- 2011 looks like the year when the global economic, financial and monetary crisis will come about! This is an engineered calamity. The Illuminists want a Luciferian New World Order, World Government, Supra-National Global Central Bank (likely to be the IMF) and One World Currency. They know that the USD has just about run its course. They will take it down to collapse America and remake it into their New World Order, the Mystery Babylon Whore of Revelation 17.
- A global currency crisis is a certainty. With it, all major currencies: USD, EUD, JPY, UKP… will collapse. After which, the Illuminist will use this crisis to introduce their pre-planned One World Currency solution. Those countries which refuse to accept this new currency and financial hegemony will have their asses kicked ie: War! My advice to all is the same: Got GOLD yet??
- Egon Von Greyerz in his own lucid way is painting the hyper-inflation (ie currency crisis/debasement) that is coming!
Hyperinflation will drive gold to unthinkable heights
We now live in a world where governments print worthless pieces of paper to buy other worthless pieces of paper that combined with worthless derivatives, finance assets whose values are totally dependent on all these worthless debt instruments. Thus most of these assets are also worth-less.

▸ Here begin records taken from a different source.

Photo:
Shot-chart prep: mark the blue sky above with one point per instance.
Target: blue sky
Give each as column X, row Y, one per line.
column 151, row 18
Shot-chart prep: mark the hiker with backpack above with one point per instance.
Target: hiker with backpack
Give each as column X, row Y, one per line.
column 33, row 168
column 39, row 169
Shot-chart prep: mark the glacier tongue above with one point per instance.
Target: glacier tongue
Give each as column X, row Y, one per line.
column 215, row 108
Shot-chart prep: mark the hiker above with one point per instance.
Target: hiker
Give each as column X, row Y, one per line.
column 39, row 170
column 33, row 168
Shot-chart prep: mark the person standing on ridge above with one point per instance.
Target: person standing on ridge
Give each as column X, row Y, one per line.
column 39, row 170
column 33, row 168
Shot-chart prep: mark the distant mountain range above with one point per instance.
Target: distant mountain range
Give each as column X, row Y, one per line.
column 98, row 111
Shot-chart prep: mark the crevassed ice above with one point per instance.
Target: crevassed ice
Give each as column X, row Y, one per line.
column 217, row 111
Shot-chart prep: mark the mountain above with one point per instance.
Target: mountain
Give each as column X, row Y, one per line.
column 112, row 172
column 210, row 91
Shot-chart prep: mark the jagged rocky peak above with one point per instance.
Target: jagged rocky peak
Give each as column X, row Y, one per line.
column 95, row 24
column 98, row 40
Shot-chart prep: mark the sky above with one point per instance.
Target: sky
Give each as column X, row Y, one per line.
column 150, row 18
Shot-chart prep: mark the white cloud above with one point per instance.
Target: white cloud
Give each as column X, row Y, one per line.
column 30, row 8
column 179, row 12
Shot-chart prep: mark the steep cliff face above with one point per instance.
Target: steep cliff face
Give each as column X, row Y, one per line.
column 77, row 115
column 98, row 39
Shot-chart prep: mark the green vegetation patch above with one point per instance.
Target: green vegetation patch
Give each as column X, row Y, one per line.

So the world financial system is a house of cards where each instrument’s false value is artificially supported by another instrument’s false value. The fuse of the world financial market time bomb has been lit. There is no longer a question of IF it will happen but only WHEN and HOW. The world lives in blissful ignorance of this. Stockmarkets remain strong and investors worldwide have piled into government bonds in a perceived flight to safety. Due to a century of money creation (and in particular since the 1970s) by governments and by the fractal banking system, investors believe that stocks, bonds and property can only go up. Understanding risk and sound investment principles has not been necessary in these casino markets with guaranteed payouts for anyone who plays the game. Maximum leverage and derivatives have in the last 10-15 years driven markets to unfathomable risk levels, with massive rewards for the participants.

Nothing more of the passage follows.